Flagship Bank Data Breach Exposes Social Security Numbers

On May 7, 2025, West Florida Banking Corporation (operating as Flagship Bank) discovered suspicious activity within its computer environment. An investigation revealed that unauthorized access had occurred on April 15, 2025, as a result of a social engineering scheme.

This incident allowed an unauthorized party to gain access to sensitive internal systems. The breach has affected a total of 3,996 individuals across the United States, including two residents in Maine, three in New Hampshire, and six in Rhode Island, according to disclosures filed with state attorneys general.

The compromised information included personally identifiable information (PII) such as names, Social Security numbers, and financial account information.

The review of affected systems was extensive and only recently concluded, prompting the company to notify impacted individuals in writing on Feb. 13, 2026.

For further details, readers can review the official data breach notification on the Maine Attorney General’s website and the New Hampshire Attorney General’s website.

West Florida Banking Corporation's response

Upon discovering the breach, West Florida Banking Corporation acted quickly to secure its network and launched a comprehensive investigation.
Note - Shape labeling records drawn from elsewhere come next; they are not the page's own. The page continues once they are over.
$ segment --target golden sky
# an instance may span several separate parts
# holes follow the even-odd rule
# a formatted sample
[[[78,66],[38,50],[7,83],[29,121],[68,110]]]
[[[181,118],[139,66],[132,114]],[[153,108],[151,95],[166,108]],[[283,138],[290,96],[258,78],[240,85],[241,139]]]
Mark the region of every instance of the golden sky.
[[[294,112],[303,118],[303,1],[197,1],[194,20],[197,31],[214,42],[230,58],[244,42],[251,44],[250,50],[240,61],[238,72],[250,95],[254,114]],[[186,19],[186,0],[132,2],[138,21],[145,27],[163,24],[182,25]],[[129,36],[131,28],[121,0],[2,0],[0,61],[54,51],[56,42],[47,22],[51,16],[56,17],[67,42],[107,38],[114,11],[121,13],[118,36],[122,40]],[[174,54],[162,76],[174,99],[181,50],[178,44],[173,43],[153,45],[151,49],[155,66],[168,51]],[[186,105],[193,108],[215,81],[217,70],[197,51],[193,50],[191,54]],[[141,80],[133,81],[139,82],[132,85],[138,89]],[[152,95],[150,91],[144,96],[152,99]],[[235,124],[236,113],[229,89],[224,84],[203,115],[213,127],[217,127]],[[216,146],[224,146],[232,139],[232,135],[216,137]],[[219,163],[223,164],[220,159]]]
The company notified federal law enforcement and began reviewing all relevant systems to identify the scope of the incident and the individuals affected. In response to the breach, the bank has implemented additional administrative and technical safeguards and provided enhanced cybersecurity training to its employees to help prevent similar incidents in the future.
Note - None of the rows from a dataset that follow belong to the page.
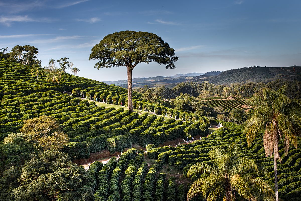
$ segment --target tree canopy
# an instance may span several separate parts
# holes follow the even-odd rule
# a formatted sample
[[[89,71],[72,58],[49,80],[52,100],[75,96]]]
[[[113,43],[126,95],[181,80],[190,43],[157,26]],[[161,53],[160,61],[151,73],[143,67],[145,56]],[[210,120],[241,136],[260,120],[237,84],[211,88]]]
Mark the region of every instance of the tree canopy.
[[[31,66],[38,52],[38,49],[33,46],[17,45],[11,49],[9,59],[20,62],[23,65]]]
[[[133,110],[132,71],[140,63],[157,62],[175,68],[174,62],[178,60],[174,50],[161,38],[147,32],[125,31],[115,32],[105,36],[91,50],[89,60],[100,61],[94,68],[111,68],[126,66],[128,72],[128,104]]]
For those affected, West Florida Banking Corporation is offering twelve months of complimentary credit monitoring and identity restoration services through TransUnion’s Cyberscout. Impacted individuals are encouraged to enroll in these services within 90 days of receiving their notification letter. The bank has also provided detailed guidance on protecting against identity theft and fraud, including instructions on how to obtain free credit reports, place fraud alerts or security freezes on credit files, and contact the three major credit bureaus.

Given that the breach resulted from a social engineering scheme, affected individuals should remain vigilant for any suspicious activity on their financial accounts and credit reports. The company’s written notice includes resources and contact information for further assistance, as well as steps to take if identity theft or fraud is suspected.